Fully Human Tandem CD22-CD19 CAR-T Cells with Superior Sensitivity to Low Antigen Density Derived by Optimization of Co-Stimulation and CAR Architecture

In the treatment of B cell leukemia, relapse due to antigen to loss or downregulation remains a major challenge. Tumor antigen escape may be mitigated by multi-targeting CAR T cells redirected to CD19 and CD22, and possessing a superior sensitivity to low-density antigens. Using lentiviral transduction of primary T cells, flow cytometry, cell-based assays, and xenograft mouse models, we systematically optimized 22-19 CAR architecture and co-stimulatory domains for best functionality.

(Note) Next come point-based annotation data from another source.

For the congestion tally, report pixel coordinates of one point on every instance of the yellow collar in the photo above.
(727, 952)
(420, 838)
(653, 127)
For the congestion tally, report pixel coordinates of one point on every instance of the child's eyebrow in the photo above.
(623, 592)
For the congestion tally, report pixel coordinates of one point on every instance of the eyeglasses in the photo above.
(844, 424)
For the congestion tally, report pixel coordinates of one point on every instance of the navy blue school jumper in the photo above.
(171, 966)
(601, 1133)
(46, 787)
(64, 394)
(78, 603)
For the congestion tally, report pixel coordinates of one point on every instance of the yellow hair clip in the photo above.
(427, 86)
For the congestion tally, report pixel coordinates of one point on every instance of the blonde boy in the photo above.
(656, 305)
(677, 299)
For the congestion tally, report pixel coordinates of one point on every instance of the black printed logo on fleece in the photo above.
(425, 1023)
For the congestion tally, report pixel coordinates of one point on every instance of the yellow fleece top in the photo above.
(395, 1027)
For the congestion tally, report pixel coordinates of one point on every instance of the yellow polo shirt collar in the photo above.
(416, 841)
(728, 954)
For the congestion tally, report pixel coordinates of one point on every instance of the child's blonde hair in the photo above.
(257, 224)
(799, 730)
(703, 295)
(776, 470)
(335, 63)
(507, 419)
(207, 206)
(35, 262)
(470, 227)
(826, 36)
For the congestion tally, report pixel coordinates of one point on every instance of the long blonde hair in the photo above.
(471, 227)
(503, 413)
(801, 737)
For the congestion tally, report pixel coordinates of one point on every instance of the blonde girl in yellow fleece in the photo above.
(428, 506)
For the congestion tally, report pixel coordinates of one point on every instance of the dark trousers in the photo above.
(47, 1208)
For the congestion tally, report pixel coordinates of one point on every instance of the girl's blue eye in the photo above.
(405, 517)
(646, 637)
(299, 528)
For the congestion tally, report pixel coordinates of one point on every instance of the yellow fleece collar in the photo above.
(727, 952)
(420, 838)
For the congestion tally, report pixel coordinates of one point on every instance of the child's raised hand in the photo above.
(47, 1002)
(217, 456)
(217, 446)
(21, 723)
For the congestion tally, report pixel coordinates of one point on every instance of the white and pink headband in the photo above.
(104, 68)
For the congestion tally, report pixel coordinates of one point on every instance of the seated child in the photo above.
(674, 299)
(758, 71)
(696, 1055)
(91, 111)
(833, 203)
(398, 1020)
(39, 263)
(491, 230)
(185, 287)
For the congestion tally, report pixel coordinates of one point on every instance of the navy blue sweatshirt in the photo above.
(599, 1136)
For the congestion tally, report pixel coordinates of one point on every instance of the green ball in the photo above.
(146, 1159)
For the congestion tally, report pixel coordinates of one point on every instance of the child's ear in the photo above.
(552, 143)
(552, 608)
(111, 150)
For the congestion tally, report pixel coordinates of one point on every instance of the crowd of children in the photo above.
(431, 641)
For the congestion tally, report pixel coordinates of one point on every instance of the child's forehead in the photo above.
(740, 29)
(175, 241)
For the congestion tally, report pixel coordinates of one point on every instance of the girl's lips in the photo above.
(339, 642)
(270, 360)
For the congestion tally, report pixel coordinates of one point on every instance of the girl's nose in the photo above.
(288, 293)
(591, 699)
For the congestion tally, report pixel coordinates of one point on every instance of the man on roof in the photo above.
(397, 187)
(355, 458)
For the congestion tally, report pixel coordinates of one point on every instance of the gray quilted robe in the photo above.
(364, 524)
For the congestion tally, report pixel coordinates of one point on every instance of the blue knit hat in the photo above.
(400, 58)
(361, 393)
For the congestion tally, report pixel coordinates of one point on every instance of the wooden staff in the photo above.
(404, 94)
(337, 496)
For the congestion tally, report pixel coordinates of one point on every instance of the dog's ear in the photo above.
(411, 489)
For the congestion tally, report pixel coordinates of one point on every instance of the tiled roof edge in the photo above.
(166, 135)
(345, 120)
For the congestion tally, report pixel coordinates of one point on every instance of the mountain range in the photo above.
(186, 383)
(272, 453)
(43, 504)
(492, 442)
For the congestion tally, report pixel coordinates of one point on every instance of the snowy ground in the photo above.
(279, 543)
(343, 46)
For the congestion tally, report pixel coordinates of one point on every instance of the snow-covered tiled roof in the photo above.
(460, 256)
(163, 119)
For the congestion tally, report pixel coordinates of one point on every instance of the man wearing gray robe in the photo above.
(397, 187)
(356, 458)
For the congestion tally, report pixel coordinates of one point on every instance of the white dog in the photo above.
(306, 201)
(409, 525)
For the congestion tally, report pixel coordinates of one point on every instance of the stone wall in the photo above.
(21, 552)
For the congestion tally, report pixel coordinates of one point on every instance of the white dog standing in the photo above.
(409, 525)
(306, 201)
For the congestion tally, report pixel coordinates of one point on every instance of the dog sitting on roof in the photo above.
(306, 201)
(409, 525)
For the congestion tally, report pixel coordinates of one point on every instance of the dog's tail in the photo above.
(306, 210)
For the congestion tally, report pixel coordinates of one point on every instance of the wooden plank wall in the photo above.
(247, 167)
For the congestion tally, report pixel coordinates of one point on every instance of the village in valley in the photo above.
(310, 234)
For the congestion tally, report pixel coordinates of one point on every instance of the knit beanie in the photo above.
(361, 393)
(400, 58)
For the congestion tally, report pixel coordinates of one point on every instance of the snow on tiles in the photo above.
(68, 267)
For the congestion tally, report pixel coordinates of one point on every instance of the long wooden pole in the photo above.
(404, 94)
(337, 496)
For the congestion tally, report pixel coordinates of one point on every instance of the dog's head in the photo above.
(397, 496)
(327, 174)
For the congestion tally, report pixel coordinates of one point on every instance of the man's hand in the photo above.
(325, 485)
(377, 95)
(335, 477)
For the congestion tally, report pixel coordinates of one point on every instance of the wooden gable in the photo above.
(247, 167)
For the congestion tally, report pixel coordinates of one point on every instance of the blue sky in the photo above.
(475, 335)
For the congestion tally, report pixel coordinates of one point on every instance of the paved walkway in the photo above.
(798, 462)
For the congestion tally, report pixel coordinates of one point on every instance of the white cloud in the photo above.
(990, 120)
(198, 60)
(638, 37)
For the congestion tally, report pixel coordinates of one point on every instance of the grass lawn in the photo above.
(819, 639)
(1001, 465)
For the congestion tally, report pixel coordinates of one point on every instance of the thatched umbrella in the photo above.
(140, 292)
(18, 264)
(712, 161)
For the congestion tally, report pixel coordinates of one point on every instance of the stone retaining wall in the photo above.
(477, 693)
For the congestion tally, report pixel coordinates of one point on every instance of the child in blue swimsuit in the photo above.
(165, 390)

Fully-human tandem 22-19 CARs with co-stimulatory domains derived from 4-1BB, CD28, ICOS, OX40 or CD27, and hinge and transmembrane domains derived from CD8, CD28, or OX40 were evaluated. The tandem targeting ScFv domain orientation 22-19 was selected based on greater expression and cytotoxicity vs 19-22. All CARs achieved high T cell expression (mean 50-90%), and efficient dose-dependent killing of Raji^CD19+CD22+, 293T^CD19+, 293T^CD22+, but not 293T^CD19-CD22- target cells, and elaborated IL-2, IFN-γ, and TNF-a in antigen-dependent manner. CARs' potency in vitro varied by co-stimulatory domain: 4-1BB< OX40, ICOS, CD27<CD28, 4-1BB-CD28. The 22-19 tandem CAR with hinge and transmembrane domains (H/TM) derived from CD8 (CD8/CD8) performed as well as the CAR with H/TM CD28/CD28 configuration, whereas configuration OX40/OX40 was superior to CD8/OX40.

In Raji^CD19+CD22+ mouse xenografts, the potency of tumor rejection by the 2^nd generation tandem 22-19 CARs was also dependent on co-stimulatory domain, ranking 4-1 BB<CD27, ICOS<OX40<CD28. Tandem 3^rd generation CAR 22-19, combining CD28 and 4-1BB co-stimulation, achieved the greatest anti-tumor effect. In antigen-heterogeneous Raji xenografts of a mixture of CD19^-CD22⁺, CD19⁺CD22^-, and CD19⁺CD22⁺ clones, the 22-19 tandem CARs with CD28, OX40 or ICOS co-stimulation mediated rapid and complete tumor rejection, whereas the conventional single-targeting CAR19 or CAR22 enabled tumor progression due to antigen escape.

Low antigen density Raji clones were generated by CRISPR-Cas9-mediated disruption of both CD19 and CD22 expression, followed by lentiviral transduction to express a limited number of antigen molecules on the cell surface. When challenged with Raji ^{CD22 low} clone in vitro, 2^nd generation tandem CARs with CD28 and ICOS co-stimulation, and the 3^rd generation tandem CAR combining CD28 and 4-1BB co-stimulatory domains were more effective than 4-1BB-, CD27-, or OX40-containing tandem CARs. Against Raji^{CD19 low} clone, CARs with CD27 and OX40 domains were more effective than CARs with 4-1BB, and CARs with ICOS or CD28 co-stimulation were the most potent.

In summary, the fully-human tandem 22-19 CARs incorporating ICOS and CD28 co-stimulatory domains mitigate tumor antigen escape, exhibit robust anti-tumor function in pre-clinical models, enable superior lysis of CD22^low and CD19^low tumor clones, and may help improve clinical outcomes.